Christophe Kuss, chez son partenaire Goodyear, valide cette idée de complémentarité entre les deux parties : "Face à la multitude des propositions sur le marché, avoir une solution intégrée fournie par deux acteurs majeurs dans leur domaine simplifie la prise de décision du chef d'entreprise. Pour le transporteur, l'offre Goodyear et ZF est un investissement dans une seule technologie pour avoir accès à l'ensemble des outils qui sont proposés dans le cadre de notre collaboration." Car au final, l'enjeu est bien là : offrir une solution qui réponde aux besoins du client transporteur. Ce dernier, en quête d'efficacité et d'économies, recherche des solutions qui lui rapporteront plus qu'elles ne lui coûtent, tant en argent qu'en temps.

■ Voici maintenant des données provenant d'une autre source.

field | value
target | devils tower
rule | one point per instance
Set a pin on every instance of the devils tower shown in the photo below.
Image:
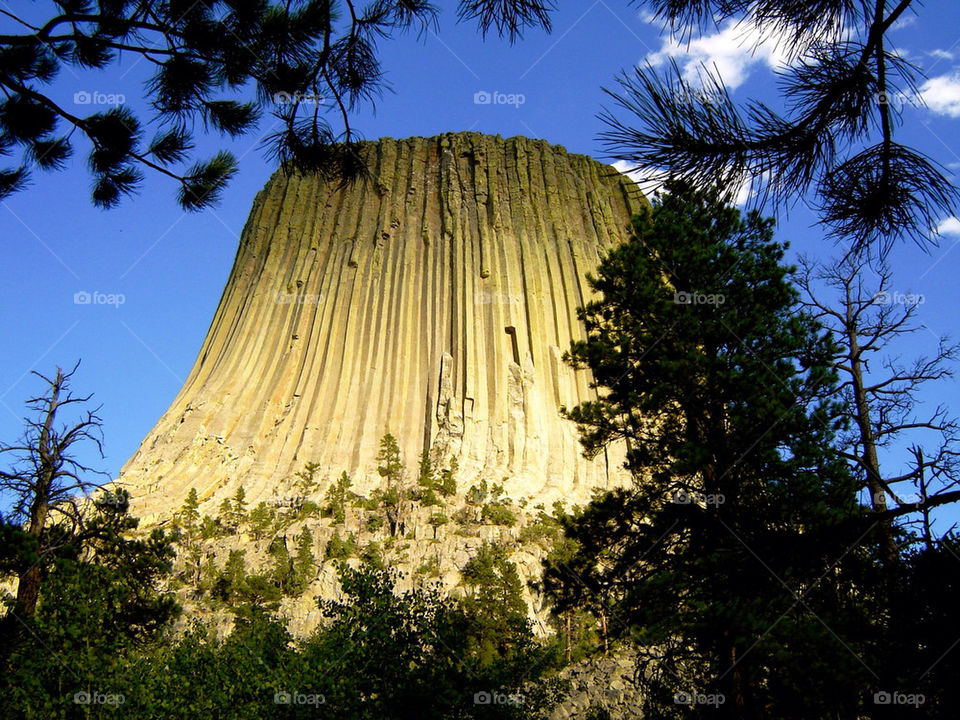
(432, 299)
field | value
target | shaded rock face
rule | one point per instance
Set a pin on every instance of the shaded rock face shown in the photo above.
(433, 301)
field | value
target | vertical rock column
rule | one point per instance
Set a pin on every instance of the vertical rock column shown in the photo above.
(433, 300)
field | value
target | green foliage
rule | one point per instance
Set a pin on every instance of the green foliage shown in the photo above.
(188, 519)
(390, 469)
(448, 480)
(375, 522)
(281, 564)
(306, 478)
(304, 563)
(341, 548)
(336, 500)
(99, 602)
(307, 509)
(719, 384)
(211, 528)
(261, 520)
(437, 520)
(498, 513)
(216, 65)
(493, 604)
(544, 530)
(390, 465)
(372, 556)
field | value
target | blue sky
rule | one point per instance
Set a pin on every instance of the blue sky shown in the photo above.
(170, 267)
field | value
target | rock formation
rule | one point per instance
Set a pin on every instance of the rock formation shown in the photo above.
(433, 300)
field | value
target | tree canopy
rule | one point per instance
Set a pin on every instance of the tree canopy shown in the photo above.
(218, 64)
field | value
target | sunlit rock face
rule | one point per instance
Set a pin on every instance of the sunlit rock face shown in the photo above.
(433, 300)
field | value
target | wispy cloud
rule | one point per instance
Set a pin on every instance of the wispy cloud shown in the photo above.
(950, 226)
(733, 52)
(942, 94)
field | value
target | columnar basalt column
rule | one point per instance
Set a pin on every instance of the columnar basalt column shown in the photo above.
(433, 300)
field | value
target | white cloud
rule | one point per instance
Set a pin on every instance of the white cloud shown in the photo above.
(950, 226)
(732, 51)
(650, 181)
(942, 94)
(904, 21)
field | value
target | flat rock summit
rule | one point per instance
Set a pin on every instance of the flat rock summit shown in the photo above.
(432, 299)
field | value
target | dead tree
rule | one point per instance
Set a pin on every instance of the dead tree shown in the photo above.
(44, 481)
(858, 305)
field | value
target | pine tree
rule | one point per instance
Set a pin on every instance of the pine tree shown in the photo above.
(188, 519)
(841, 87)
(304, 563)
(289, 59)
(741, 550)
(390, 469)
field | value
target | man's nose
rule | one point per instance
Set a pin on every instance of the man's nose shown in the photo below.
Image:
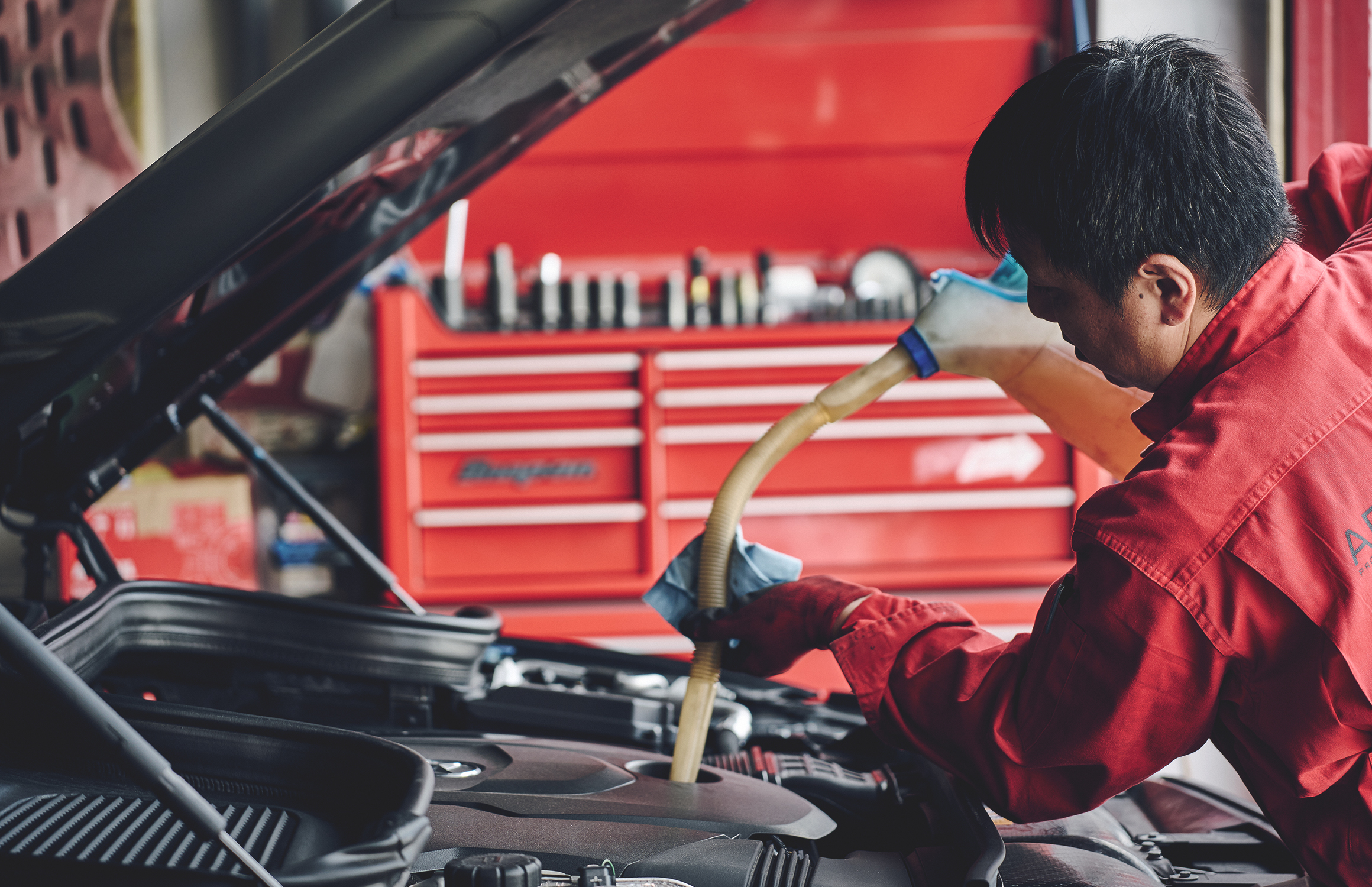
(1040, 303)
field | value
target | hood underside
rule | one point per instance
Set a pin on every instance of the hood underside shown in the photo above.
(226, 246)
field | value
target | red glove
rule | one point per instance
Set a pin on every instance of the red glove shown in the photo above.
(779, 626)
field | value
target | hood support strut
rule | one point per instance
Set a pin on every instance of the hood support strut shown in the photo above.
(339, 535)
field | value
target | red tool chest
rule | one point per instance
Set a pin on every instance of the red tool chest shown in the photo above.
(574, 464)
(533, 467)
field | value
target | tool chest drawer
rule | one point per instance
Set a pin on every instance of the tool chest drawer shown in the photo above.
(531, 465)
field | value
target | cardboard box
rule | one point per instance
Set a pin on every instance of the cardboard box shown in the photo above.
(196, 530)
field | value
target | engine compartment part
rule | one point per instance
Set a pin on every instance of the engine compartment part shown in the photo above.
(69, 811)
(560, 753)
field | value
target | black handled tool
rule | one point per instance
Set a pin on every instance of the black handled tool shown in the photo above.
(138, 755)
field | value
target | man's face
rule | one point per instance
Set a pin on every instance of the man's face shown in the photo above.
(1118, 341)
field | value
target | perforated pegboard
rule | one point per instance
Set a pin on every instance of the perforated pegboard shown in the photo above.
(65, 145)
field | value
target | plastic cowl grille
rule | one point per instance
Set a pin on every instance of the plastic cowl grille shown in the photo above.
(1051, 866)
(782, 868)
(116, 830)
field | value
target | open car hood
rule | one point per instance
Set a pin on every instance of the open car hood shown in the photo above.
(226, 246)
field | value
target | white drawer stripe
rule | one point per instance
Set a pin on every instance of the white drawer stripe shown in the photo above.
(749, 395)
(529, 402)
(884, 502)
(543, 439)
(533, 514)
(751, 358)
(444, 368)
(860, 429)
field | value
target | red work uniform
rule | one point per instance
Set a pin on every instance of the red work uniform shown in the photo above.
(1221, 591)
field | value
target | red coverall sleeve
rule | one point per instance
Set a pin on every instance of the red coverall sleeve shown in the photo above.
(1337, 198)
(1053, 723)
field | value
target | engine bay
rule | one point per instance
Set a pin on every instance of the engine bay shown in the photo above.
(560, 753)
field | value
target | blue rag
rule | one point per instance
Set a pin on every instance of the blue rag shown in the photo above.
(1009, 280)
(751, 569)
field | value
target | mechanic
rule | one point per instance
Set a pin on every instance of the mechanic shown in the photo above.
(1224, 588)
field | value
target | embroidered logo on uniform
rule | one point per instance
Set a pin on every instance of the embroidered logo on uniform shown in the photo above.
(1357, 542)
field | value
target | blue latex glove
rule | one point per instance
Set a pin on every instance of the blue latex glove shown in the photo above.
(751, 569)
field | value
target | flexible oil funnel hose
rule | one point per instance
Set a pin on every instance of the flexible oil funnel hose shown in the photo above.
(840, 399)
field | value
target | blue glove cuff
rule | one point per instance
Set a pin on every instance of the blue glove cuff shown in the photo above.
(920, 352)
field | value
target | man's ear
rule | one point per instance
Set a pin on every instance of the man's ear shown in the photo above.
(1172, 286)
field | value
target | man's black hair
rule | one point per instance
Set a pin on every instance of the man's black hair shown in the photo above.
(1125, 150)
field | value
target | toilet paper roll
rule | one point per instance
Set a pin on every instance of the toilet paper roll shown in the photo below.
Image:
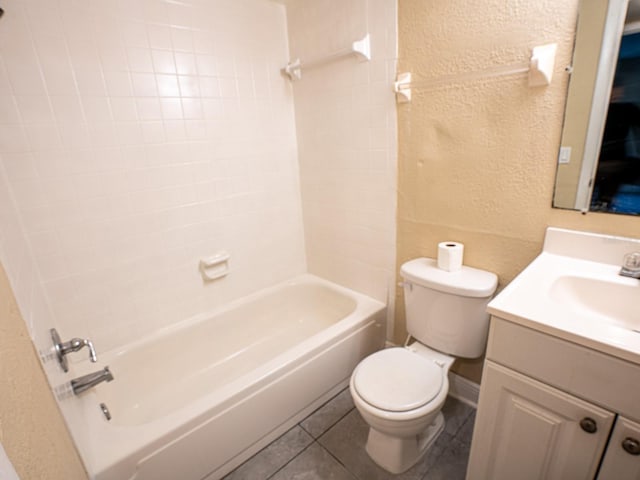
(450, 256)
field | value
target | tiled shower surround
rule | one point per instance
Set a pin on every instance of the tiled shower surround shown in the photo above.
(139, 136)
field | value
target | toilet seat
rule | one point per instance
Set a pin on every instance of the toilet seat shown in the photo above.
(397, 380)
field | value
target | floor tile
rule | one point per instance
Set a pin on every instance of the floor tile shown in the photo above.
(346, 441)
(326, 416)
(455, 414)
(451, 464)
(466, 431)
(273, 457)
(315, 463)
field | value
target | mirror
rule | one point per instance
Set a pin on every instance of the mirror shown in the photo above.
(599, 158)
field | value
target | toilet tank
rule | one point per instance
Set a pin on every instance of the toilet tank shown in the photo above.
(447, 310)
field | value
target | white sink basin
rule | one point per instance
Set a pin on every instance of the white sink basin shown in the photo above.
(614, 301)
(573, 290)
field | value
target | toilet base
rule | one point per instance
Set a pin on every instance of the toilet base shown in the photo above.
(398, 454)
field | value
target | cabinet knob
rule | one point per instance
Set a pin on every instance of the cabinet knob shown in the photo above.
(631, 445)
(589, 425)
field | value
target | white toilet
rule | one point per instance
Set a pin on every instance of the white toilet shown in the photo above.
(400, 391)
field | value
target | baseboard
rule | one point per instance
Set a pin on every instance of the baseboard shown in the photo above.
(464, 390)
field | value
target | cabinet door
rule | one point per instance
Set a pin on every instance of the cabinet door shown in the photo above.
(527, 430)
(622, 458)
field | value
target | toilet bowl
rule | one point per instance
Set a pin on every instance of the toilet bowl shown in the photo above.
(400, 391)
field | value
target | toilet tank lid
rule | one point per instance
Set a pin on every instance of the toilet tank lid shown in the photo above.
(467, 282)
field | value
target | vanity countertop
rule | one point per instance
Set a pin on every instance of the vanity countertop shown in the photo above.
(573, 291)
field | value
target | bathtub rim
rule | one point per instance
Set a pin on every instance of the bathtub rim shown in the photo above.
(137, 441)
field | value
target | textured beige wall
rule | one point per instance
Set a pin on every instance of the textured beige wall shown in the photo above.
(477, 158)
(32, 430)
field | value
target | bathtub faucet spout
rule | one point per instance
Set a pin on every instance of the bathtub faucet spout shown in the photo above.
(86, 382)
(63, 348)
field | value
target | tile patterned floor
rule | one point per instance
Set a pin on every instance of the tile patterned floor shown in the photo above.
(329, 444)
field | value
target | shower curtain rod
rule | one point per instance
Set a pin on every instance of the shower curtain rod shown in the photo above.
(360, 48)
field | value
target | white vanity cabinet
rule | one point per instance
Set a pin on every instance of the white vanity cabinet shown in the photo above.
(552, 409)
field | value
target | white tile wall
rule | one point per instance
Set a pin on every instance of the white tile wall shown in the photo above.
(346, 124)
(135, 138)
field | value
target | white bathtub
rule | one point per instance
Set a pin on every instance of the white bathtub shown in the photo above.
(197, 400)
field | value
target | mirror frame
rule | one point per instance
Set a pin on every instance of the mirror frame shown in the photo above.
(614, 21)
(611, 39)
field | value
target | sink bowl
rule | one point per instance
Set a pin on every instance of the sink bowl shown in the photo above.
(572, 290)
(616, 302)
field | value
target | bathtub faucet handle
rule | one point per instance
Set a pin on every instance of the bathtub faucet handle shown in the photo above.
(73, 345)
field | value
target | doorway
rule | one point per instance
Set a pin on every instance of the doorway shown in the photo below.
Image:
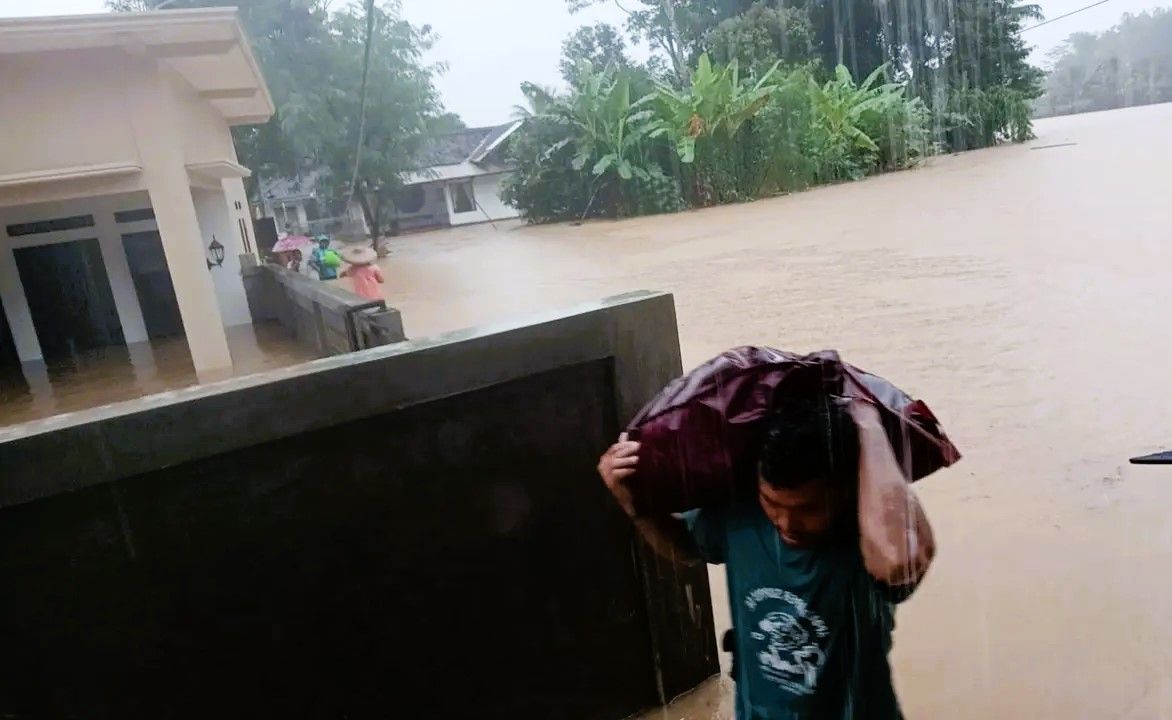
(69, 298)
(152, 284)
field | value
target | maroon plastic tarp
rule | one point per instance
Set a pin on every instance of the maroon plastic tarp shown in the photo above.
(701, 434)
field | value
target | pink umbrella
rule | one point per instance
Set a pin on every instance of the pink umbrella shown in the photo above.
(292, 242)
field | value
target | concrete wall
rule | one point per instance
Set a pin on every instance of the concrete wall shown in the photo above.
(212, 209)
(215, 221)
(414, 530)
(69, 109)
(326, 319)
(63, 109)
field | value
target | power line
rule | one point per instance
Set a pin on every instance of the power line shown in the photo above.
(1087, 7)
(366, 70)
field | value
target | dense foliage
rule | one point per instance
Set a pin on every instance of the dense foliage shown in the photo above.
(1129, 65)
(724, 137)
(753, 97)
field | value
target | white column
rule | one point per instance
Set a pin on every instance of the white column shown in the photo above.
(15, 305)
(157, 133)
(447, 199)
(301, 217)
(216, 221)
(238, 211)
(117, 269)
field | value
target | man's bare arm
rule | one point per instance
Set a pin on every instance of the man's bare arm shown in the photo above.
(895, 537)
(667, 536)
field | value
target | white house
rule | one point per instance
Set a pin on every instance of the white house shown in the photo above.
(458, 183)
(123, 215)
(461, 180)
(295, 206)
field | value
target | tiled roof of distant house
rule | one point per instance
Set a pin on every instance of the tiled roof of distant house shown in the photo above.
(467, 144)
(474, 145)
(290, 188)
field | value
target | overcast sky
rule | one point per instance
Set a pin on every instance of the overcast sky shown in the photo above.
(489, 54)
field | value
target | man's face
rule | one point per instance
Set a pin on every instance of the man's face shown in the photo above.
(803, 515)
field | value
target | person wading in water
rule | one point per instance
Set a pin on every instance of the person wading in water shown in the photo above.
(817, 556)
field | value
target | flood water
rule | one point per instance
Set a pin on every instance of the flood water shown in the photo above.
(1023, 292)
(34, 391)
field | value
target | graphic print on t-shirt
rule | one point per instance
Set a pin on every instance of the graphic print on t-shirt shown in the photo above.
(789, 642)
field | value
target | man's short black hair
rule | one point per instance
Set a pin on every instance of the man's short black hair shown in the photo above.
(810, 437)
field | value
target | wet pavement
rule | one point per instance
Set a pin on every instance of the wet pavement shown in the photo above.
(1023, 292)
(114, 374)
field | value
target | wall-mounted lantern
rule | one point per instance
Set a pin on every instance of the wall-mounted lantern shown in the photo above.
(217, 253)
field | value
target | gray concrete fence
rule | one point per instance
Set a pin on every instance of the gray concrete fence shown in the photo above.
(326, 319)
(415, 530)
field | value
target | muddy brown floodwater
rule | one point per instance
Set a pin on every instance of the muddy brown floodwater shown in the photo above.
(1024, 292)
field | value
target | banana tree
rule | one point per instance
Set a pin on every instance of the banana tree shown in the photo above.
(702, 120)
(715, 104)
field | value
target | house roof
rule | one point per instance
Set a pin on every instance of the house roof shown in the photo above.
(470, 144)
(449, 156)
(206, 46)
(290, 188)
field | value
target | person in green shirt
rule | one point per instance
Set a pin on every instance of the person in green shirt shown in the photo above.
(817, 556)
(324, 259)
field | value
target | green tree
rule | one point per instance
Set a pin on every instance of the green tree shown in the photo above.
(369, 136)
(762, 35)
(601, 45)
(702, 122)
(1128, 65)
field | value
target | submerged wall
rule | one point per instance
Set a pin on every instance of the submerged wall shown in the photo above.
(414, 530)
(325, 318)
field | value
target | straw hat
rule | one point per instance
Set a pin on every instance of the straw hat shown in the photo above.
(359, 255)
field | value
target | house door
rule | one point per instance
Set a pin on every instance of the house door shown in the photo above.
(12, 379)
(69, 298)
(152, 283)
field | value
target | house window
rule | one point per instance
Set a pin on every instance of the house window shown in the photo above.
(134, 216)
(410, 199)
(462, 198)
(54, 225)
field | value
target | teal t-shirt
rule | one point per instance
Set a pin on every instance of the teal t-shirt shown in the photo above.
(324, 271)
(811, 627)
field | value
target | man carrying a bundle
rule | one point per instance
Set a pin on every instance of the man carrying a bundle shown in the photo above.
(817, 556)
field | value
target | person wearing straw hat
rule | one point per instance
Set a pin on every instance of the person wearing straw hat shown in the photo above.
(363, 271)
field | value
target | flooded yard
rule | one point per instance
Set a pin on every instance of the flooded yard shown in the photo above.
(1023, 292)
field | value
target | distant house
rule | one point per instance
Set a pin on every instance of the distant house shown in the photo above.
(458, 183)
(294, 205)
(461, 181)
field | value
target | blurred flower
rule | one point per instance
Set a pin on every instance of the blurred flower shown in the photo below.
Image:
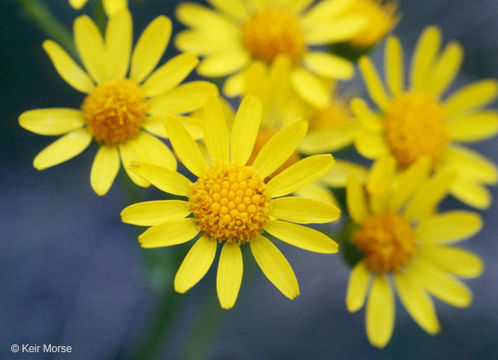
(331, 126)
(382, 18)
(111, 7)
(240, 32)
(232, 204)
(117, 111)
(405, 241)
(416, 122)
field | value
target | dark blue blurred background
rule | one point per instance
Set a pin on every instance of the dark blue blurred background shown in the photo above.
(72, 274)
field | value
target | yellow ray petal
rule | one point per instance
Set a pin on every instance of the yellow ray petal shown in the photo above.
(304, 172)
(304, 211)
(91, 48)
(185, 146)
(223, 63)
(369, 120)
(118, 39)
(456, 261)
(418, 304)
(229, 276)
(63, 149)
(441, 285)
(359, 279)
(302, 237)
(56, 121)
(429, 195)
(104, 169)
(67, 68)
(370, 145)
(373, 83)
(150, 48)
(408, 181)
(449, 227)
(169, 75)
(196, 264)
(280, 147)
(183, 99)
(330, 139)
(425, 52)
(380, 312)
(169, 233)
(234, 8)
(445, 69)
(216, 131)
(471, 97)
(164, 179)
(111, 7)
(338, 175)
(310, 88)
(356, 200)
(470, 164)
(328, 65)
(275, 266)
(151, 213)
(475, 127)
(245, 129)
(394, 66)
(471, 193)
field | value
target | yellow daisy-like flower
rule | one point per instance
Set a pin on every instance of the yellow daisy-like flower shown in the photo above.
(232, 204)
(110, 6)
(415, 121)
(330, 123)
(382, 18)
(117, 108)
(240, 32)
(405, 243)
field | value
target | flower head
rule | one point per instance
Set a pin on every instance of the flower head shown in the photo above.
(415, 121)
(404, 243)
(237, 33)
(121, 110)
(231, 202)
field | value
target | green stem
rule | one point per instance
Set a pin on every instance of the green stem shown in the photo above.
(40, 14)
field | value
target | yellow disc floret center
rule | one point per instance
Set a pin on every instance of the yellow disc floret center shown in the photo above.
(114, 111)
(387, 241)
(271, 33)
(230, 203)
(415, 127)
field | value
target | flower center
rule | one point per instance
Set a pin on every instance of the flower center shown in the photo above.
(230, 203)
(387, 240)
(114, 111)
(271, 33)
(264, 135)
(415, 127)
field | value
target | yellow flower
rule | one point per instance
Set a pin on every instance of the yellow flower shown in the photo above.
(232, 204)
(330, 125)
(382, 18)
(405, 242)
(239, 32)
(415, 121)
(111, 7)
(117, 108)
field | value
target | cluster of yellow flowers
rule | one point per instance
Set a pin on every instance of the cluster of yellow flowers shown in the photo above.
(262, 171)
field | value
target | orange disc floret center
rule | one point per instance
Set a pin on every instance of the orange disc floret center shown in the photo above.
(387, 241)
(114, 111)
(415, 127)
(271, 33)
(230, 203)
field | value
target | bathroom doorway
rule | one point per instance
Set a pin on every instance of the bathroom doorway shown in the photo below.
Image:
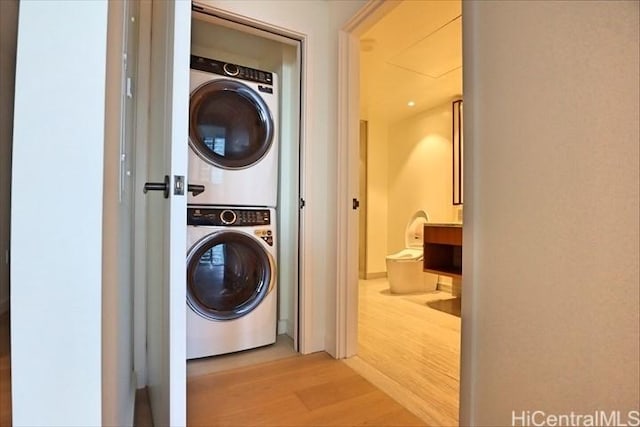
(408, 344)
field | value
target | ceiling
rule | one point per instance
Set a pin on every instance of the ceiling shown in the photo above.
(414, 53)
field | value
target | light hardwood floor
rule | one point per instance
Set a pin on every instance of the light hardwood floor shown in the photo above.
(5, 371)
(312, 390)
(409, 346)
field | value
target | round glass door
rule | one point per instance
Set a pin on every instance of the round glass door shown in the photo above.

Et le retour sur investissement promis par ces différents acteurs de la connectivité est grand. "Le transporteur réalise des économies importantes et rapides, confirme François Denis. Il y a d'abord tout un gain sur la conduite du conducteur. La télématique permet aussi de réduire tous ces coûts : de pneumatiques, mais aussi de freinage, de consommation…" Nicolas Bonnay conclut avec un cas d'usage particulièrement parlant : "On ne peut pas faire disparaître les réparations et les anomalies, mais on cherche à les anticiper avec l'analyse prédictive. Le moindre dépannage chronophage et coûteux qui est évité rentabilise l'investissement en connectivité." Difficile de faire mieux.